None of the IPO panelists were willing to predict a sustained flow of small-cap VC or IPO financing in 2014. But the high-profile flush of cash has some companies asking for money they don’t really need yet, some of the panel agreed. Meanwhile, all investors will keep a close eye on further evidence that the companies receiving major infusions, especially on the stock market, can continue to prove their case. Too much negative news in the sector could derail the train of bullish generosity.
“Crowdfunding in Healthcare & Biotech: Will It Bridge the Valley of Death?” had a small-company exec from Novita heading a panel representing traditional funders Knobbe Martens and Delphi, together with innovative funds Poliwogg and Breakout Labs. The panel agreed on one characteristic of early crowdfunding advocates: an idealistic commitment to making investment available to nonelite investors using the increased freedom to communicate opportunities under the JOBS (Jumpstart Our Business Start-ups) Act.
One thing crowdfunders share in common with all investment funds, however, is the challenge of raising money from people they don’t know. Companies must be ready to spend time communicating their case, as Andrew Merikel of Knobbe Martens suggested: “If you want people to invest in your company, you must invest in them!”
“Early Stage Venture Financing: Will Current Trends Continue in 2014?” was moderated by Luke Timmerman, the well-known columnist and vice president of life sciences initiatives at Xconomy. The panel covered a diverse lineup of VCs — Sofinnova, Versant, Third Rock, AbbVie, and 5AM. One common theme: VCs are still unhappy, despite the IPO boom.

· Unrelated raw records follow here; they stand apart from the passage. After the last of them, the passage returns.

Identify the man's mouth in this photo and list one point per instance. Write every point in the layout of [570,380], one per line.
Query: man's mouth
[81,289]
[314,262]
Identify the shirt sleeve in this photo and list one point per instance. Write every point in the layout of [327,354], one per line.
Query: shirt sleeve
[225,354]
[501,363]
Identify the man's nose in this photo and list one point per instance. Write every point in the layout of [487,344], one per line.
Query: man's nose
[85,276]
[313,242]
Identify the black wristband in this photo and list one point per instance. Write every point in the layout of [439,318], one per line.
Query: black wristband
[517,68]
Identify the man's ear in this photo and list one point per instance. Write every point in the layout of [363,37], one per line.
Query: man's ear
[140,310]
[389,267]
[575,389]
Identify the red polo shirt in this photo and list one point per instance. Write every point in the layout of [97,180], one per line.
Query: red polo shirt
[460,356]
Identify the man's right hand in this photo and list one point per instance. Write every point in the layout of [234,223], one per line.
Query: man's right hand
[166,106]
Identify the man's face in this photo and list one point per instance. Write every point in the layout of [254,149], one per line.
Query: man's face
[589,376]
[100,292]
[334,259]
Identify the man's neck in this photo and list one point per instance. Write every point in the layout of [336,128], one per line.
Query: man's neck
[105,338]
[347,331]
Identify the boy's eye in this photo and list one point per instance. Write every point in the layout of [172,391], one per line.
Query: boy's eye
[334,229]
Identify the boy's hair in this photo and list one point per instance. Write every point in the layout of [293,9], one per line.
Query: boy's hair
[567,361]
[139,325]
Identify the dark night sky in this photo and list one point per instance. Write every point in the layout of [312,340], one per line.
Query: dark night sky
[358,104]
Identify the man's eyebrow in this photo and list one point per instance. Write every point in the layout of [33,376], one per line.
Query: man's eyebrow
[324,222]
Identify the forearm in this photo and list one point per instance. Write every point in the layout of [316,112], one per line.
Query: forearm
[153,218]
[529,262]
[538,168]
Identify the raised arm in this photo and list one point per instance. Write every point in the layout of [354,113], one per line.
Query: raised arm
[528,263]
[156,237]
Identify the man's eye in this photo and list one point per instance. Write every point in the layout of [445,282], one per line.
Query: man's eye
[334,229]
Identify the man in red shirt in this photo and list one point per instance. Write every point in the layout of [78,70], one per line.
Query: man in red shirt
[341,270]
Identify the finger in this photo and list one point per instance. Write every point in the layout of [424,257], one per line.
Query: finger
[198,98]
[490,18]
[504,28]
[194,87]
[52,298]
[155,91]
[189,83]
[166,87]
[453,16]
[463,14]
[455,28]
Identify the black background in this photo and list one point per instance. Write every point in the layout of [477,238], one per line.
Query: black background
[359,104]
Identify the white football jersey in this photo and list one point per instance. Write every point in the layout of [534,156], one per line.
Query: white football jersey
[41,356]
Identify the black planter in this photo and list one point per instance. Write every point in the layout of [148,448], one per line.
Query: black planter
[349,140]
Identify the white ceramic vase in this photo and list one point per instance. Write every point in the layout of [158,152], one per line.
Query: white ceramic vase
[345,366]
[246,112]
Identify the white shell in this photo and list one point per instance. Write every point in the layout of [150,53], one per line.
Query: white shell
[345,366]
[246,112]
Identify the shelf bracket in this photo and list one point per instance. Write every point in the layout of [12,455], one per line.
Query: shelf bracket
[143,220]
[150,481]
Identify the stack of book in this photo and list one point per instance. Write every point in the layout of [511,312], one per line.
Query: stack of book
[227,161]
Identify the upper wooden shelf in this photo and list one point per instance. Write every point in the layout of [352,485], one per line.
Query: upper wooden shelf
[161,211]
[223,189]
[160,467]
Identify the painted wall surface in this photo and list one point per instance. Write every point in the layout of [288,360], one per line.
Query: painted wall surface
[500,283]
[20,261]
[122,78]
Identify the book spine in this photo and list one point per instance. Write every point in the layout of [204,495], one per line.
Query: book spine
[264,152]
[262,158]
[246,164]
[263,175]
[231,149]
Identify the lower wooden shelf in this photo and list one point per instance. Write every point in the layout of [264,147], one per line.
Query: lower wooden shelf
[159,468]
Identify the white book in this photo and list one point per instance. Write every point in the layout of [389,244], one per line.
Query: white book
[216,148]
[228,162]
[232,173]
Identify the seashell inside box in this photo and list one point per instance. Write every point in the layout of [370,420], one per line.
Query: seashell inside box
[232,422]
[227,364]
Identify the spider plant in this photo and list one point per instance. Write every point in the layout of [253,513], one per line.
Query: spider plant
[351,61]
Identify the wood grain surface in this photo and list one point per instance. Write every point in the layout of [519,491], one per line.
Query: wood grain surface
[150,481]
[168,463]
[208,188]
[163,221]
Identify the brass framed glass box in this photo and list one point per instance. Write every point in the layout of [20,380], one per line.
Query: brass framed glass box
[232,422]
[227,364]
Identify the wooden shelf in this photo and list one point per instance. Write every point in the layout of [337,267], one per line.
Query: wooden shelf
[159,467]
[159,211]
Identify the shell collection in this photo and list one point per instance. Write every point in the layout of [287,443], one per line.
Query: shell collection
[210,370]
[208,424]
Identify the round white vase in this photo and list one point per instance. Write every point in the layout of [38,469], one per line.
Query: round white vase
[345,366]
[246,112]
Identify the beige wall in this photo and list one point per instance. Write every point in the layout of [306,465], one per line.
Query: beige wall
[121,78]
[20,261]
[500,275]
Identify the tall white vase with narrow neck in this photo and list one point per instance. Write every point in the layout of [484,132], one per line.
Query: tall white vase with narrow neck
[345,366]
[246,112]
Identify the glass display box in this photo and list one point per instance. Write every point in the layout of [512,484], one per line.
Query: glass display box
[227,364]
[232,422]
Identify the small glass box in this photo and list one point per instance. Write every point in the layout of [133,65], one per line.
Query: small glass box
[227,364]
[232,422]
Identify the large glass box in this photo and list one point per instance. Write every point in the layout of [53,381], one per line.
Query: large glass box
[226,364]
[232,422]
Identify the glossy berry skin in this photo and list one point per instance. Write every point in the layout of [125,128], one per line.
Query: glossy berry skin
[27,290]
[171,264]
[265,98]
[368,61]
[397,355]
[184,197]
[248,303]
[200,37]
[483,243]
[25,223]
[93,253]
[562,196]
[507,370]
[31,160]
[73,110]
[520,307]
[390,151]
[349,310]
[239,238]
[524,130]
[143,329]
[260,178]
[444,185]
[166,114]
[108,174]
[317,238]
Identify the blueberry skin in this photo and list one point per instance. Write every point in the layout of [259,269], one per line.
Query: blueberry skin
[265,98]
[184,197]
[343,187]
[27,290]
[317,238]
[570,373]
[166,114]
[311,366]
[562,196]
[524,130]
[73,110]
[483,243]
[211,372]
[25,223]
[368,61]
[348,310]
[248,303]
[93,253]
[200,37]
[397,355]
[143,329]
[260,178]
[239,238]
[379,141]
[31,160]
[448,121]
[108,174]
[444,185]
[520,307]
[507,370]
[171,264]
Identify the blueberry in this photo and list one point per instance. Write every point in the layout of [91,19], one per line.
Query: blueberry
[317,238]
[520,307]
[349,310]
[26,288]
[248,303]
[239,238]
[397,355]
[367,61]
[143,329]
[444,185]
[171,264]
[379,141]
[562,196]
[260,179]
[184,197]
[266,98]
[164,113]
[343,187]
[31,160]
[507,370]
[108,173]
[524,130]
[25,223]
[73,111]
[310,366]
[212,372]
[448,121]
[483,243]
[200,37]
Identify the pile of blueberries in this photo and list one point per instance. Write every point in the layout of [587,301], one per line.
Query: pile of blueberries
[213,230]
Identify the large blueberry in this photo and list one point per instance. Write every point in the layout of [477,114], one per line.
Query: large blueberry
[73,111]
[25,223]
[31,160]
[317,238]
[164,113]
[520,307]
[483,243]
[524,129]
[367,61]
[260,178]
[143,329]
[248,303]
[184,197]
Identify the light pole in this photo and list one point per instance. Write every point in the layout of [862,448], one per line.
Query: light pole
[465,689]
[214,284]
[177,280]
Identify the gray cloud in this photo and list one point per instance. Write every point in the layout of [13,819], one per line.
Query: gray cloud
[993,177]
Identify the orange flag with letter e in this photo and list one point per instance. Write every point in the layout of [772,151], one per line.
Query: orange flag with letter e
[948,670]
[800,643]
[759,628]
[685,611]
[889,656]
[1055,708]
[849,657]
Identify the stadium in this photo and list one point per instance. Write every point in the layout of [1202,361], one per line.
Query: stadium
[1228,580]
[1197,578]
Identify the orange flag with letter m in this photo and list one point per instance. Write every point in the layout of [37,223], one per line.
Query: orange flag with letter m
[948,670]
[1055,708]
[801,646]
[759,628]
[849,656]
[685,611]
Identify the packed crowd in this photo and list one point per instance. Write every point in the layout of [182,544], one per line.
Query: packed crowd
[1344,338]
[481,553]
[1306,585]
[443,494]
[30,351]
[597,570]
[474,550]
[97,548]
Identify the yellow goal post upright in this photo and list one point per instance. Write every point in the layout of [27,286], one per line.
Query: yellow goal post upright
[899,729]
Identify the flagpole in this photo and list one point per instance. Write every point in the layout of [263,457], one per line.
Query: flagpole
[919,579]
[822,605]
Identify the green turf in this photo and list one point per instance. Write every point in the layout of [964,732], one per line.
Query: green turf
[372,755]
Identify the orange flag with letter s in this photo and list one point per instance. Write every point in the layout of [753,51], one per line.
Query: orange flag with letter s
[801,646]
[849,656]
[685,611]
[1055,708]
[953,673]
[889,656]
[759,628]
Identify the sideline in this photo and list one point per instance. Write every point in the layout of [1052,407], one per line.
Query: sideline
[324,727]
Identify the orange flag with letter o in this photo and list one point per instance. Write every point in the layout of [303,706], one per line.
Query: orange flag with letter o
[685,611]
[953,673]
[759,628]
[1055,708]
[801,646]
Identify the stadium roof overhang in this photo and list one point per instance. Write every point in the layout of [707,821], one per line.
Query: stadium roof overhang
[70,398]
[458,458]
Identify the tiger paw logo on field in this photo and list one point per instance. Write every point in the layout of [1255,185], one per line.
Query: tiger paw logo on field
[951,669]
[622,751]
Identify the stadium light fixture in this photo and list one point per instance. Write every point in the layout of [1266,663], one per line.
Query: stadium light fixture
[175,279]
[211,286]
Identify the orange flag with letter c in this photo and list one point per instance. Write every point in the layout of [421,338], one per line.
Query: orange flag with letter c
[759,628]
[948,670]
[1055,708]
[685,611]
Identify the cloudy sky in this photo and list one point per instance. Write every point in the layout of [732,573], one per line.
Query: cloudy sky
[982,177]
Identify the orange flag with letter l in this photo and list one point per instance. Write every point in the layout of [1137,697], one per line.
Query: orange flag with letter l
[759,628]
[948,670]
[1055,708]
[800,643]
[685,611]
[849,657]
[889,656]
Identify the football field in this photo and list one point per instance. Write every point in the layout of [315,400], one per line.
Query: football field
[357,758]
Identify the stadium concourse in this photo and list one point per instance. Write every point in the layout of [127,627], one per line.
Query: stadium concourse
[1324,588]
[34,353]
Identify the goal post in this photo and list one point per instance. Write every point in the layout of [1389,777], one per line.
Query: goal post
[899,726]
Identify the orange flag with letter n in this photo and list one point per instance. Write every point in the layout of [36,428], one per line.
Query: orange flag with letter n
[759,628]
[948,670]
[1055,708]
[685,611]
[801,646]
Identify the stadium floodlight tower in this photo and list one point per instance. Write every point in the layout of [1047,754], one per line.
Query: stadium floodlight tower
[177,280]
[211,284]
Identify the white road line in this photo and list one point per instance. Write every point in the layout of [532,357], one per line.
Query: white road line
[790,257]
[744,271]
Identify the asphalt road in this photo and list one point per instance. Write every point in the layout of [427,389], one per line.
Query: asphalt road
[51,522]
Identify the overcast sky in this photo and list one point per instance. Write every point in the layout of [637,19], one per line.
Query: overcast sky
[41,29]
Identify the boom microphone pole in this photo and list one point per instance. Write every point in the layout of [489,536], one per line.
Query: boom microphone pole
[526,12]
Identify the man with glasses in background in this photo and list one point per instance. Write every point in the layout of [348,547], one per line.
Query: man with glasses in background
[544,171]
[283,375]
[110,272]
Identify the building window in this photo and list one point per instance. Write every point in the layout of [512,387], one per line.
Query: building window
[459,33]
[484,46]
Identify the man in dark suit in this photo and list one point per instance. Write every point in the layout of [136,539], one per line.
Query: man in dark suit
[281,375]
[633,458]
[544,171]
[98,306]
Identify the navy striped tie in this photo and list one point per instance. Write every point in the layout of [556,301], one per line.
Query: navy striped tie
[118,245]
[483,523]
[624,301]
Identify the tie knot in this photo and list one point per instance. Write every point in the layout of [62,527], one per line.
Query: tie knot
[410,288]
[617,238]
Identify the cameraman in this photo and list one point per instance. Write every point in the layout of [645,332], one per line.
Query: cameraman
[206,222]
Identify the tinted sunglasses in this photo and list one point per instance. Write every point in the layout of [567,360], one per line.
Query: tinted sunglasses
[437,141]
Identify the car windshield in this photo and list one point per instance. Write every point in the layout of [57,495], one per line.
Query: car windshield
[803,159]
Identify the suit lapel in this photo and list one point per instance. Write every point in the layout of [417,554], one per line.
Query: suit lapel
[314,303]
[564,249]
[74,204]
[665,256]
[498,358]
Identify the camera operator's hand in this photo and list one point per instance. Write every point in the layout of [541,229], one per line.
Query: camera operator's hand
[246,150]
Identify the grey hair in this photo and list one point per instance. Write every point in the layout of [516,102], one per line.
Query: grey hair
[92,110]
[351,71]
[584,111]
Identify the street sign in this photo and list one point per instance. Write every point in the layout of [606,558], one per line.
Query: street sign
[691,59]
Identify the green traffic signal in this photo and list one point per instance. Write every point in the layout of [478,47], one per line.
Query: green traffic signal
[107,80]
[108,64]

Even with some top performers in bio, returns for the venture crowd have not been great. Early-stage funding still depends on risk takers with rich pockets, but the multiple mid-stage failures are sinking in; there are fewer dreams, more sobering knowledge.
Another problem VCs have these days is with life science entrepreneurs who use the current bull climate for early-stage investment to drive a hard bargain in exchange for funding. “It’s actually better for VCs when the market sucks,” quipped one of the panelists.
Timmerman was brave enough to bring up a political threat to earlystage research and investment, and to life sciences R&D in general: the Congressional shutdown and near default of the U.S. government, on top of a sharp downward trend in research spending led by the same faction. In a nutshell, what I heard at BIF suggests a message the shutdown faction should heed: The life sciences industry hates politics in general, but it loves the NIH and the industry/government partnership the institutes represent.
BIF is a world where large pharma companies come as guests and are mentioned only in passing. On the West Coast, far from the old pharma centers of New Jersey, and now on the East Coast, but with Boston leading, Biopharma dominates all discussion of the industry’s future. Still, I believe it’s a mistake to count Big Pharma out, as some observers would like to do. People should remember that, in financial terms alone, Biopharma is still spare change in Big Pharma’s hip pocket. Although they weren’t talking much about big-company money at this year’s BIF, it may well be top of the agenda at next year’s forum.